Use for user story writing, competitive research, roadmap prioritization, stakeholder communication, and PRD drafting. Best for reducing repetitive documentation and research work.

✗ Avoid When

Avoid for strategic product vision (requires deep customer empathy), pricing decisions (needs market and financial expertise), or when face-to-face customer discovery is more valuable than speed.

Learning Path

  1. 1Basic: user stories, feature specs, status updates
  2. 2Intermediate: competitive analysis, prioritization frameworks, PRDs
  3. 3Advanced: product strategy, go-to-market planning, OKR setting
  4. 4Expert: product vision, market positioning, business model innovation

Discussion

Product Hunt–style comments (not star reviews)
  • No comments yet — start the thread.
general reviews

Ratings

4.661 reviews
  • Benjamin Thompson· Dec 28, 2024

    Solid pick for teams standardizing on skills: code-visualizer is focused, and the summary matches what you get after install.

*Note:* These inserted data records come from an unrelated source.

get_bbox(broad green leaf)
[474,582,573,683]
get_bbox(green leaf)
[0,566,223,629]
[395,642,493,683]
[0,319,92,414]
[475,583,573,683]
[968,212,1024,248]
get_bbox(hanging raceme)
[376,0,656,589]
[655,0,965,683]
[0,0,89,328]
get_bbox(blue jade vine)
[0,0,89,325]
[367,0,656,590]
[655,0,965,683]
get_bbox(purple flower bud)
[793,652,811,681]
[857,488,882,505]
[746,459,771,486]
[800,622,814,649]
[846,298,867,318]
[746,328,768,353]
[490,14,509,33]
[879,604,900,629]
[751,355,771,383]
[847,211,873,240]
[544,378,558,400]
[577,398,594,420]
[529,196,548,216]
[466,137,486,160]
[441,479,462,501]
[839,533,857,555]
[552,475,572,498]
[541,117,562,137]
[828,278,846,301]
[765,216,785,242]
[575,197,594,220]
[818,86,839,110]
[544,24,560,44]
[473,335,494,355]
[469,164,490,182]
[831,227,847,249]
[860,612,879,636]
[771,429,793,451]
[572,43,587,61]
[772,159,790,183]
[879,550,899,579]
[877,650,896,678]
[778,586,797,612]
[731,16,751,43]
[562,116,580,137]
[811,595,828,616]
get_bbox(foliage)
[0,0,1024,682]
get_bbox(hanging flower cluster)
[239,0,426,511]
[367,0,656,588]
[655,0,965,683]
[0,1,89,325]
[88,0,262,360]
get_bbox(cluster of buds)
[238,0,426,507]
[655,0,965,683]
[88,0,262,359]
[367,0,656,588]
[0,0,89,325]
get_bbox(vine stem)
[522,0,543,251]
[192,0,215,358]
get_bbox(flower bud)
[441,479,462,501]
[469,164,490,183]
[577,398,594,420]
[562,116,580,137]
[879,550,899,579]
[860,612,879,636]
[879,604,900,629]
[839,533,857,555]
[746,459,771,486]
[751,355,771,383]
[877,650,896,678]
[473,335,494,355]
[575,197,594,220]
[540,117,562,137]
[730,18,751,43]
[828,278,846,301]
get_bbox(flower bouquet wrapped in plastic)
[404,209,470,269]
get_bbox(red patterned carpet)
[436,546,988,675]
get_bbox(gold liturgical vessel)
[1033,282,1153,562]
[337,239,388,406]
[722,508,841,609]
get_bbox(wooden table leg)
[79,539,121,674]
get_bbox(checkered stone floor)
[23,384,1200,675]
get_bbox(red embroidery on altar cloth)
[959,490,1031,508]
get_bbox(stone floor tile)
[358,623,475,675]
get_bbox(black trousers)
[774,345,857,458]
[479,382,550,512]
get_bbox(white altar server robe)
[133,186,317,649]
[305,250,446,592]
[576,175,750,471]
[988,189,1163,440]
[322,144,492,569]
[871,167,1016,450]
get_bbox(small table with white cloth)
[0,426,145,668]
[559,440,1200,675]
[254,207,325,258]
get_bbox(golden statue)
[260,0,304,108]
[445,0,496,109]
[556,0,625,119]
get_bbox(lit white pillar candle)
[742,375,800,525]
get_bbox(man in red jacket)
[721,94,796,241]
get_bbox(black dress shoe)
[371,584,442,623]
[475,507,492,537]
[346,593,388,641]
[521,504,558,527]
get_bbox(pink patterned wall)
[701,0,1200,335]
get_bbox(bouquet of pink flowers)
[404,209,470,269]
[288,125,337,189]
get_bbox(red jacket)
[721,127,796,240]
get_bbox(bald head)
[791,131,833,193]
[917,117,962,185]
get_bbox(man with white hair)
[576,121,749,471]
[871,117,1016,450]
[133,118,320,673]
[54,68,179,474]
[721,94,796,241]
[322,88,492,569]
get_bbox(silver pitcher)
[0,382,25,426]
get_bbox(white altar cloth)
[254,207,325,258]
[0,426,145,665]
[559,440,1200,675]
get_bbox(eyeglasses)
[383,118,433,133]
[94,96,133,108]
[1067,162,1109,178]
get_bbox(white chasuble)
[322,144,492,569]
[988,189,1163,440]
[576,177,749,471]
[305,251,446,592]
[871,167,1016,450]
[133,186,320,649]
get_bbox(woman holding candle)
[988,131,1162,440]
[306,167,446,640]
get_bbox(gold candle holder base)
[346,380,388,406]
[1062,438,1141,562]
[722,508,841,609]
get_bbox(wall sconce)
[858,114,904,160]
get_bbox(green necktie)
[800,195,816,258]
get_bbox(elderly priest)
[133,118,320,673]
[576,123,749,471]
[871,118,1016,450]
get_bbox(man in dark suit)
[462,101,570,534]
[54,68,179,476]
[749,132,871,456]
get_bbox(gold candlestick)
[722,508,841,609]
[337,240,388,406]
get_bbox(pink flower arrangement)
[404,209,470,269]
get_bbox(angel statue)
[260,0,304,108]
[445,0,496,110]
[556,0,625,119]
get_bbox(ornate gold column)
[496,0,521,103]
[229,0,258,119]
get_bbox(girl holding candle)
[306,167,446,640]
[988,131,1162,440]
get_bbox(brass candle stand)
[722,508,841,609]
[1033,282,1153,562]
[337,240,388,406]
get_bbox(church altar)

  • Benjamin Robinson· Dec 24, 2024

    code-visualizer is among the better-maintained entries we tried; worth keeping pinned for repeat workflows.

  • Anika Agarwal· Dec 12, 2024

    Useful defaults in code-visualizer — fewer surprises than typical one-off scripts, and it plays nicely with `npx skills` flows.

  • Benjamin Desai· Dec 12, 2024

    We added code-visualizer from the explainx registry; install was straightforward and the SKILL.md answered most questions upfront.

  • Benjamin Sharma· Dec 8, 2024

    code-visualizer is among the better-maintained entries we tried; worth keeping pinned for repeat workflows.

  • Henry Khan· Nov 23, 2024

    code-visualizer fits our agent workflows well — practical, well scoped, and easy to wire into existing repos.

  • Soo Srinivasan· Nov 19, 2024

    I recommend code-visualizer for anyone iterating fast on agent tooling; clear intent and a small, reviewable surface area.

  • Harper Rao· Nov 15, 2024

    code-visualizer reduced setup friction for our internal harness; good balance of opinion and flexibility.

  • Henry Park· Nov 3, 2024

    code-visualizer has been reliable in day-to-day use. Documentation quality is above average for community skills.

  • Benjamin Garcia· Oct 22, 2024

    Solid pick for teams standardizing on skills: code-visualizer is focused, and the summary matches what you get after install.